Menu

Accra ministries without toilets

Wed, 13 Aug 2014 Source: Al-Hajj

-Or under lock and key

Visitors to the ministries area in the nation’s capital, Accra, should pray never to have running stomach or hard pressed to urinate, as virtually all the government ministries are either without public washrooms or under lock and key, The aL-hAJJ’s investigations have revealed.

Most of the ministries with washroom facilities are either without running water, and therefore restricted to outsiders or are constantly under lock and key.

Also, to prevent what some authorities described as “messy scenes”, many of the washroom facilities in the various Ministries, Departments and Agencies, and some Metropolitan, Municipal and District Assemblies throughout the country are barricaded to visitors who thronged those places to transact one business or the other, The aL-hAJJ has gathered.

Months of painstaking investigations have uncovered that not only are most of these washrooms at the various government agencies locked with keys, visitors who dare asked for its usage are most often denied access on flimsy excuses that the person keeping the keys was not available.
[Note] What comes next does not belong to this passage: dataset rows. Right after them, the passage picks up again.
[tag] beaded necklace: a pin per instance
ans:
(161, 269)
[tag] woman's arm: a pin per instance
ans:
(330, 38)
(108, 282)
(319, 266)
The situation is so nauseating such that until a visitor knows someone or the supposed person keeping the keys to the washrooms, an obvious alternate means for one to discharge his bowels or urinate is anybody’s guess.

“Most visitors who would want to attend to nature’s call but cannot get the keys to the toilet would have to restrain themselves until they get to a convenient place or explore ‘other’ alternatives”, a staff at one of the ministries in Accra disclosed.

Most worrying of the unthinkable phenomenon was the fact that, though the toilets at ministries are under lock and key, the sanitary conditions are in appalling state; with no immediate remedial measures on sight.

While most of these state offices may have imposing edifices and attention-catching frontage, their sanitary facilities are in terrible state.

While top management personnel at the various MDAs have their toilets and washrooms at the offices well-kept of which they will only share with their fellow “big men”, the ones meant for other workers and visitors are in a very sordid state.

In an encounter with a worker at one of the Ministries who spoke to The aL-hAJJ on condition of anonymity, he said “many visitors have been complaining of why a public agency like the ministries should have its washrooms locked, but the fact is that at first when it was opened to the public, people come here and mess up the whole place.”

Admitting locking of the toilets has not solved the unsanitary situation at the various washrooms at the ministries, he stated “I don’t feel comfortable using the toilets seats. Sometimes, the toilets are messed up with human waste for days without being washed. You would be surprised that though it is not opened to the public, we are still facing this problem. Sometimes, the stench is terrible. So we have to hold our breath whiles working.”

“The janitors who are expected to help clean up the toilets hardly do their work. They just rush to pour water in the sink, and leave. They don’t wash them properly. We have complained to the management about the situation, and the only thing they did was to prevent visitors from using it.” At a recent visit to one of the ministries, one Danso who had come to see a friend narrated his ordeal, “I came to see my friend for a discussion and when I got here I walked to one of the doors of the washrooms to urinate only to find out that it has been locked…I asked one of the workers here and he directed me to the PR’s office, I went there only to be told that the man keeping the key had gone out.”

According to him if the authorities do not act “a time will come that someone will make a mess of himself. This is a public building; therefore the populace must not be prevented from using some of the facilities, especially the toilets.”

He said if the problem is that visitors have been messing up the place, the cleaners must be tasked to constantly clean the place to avoid the situation authorities are complaining of.

Meanwhile, a building contractor who spoke to this paper explained that per building regulations, it is mandatory that in the case of public buildings the number of sanitary facilities must commensurate with the number of rooms.

He said the issue at the ministry is not about adequate sanitary facilities but the inability of the janitors to keep the place clean to avoid the breakup of epidemic.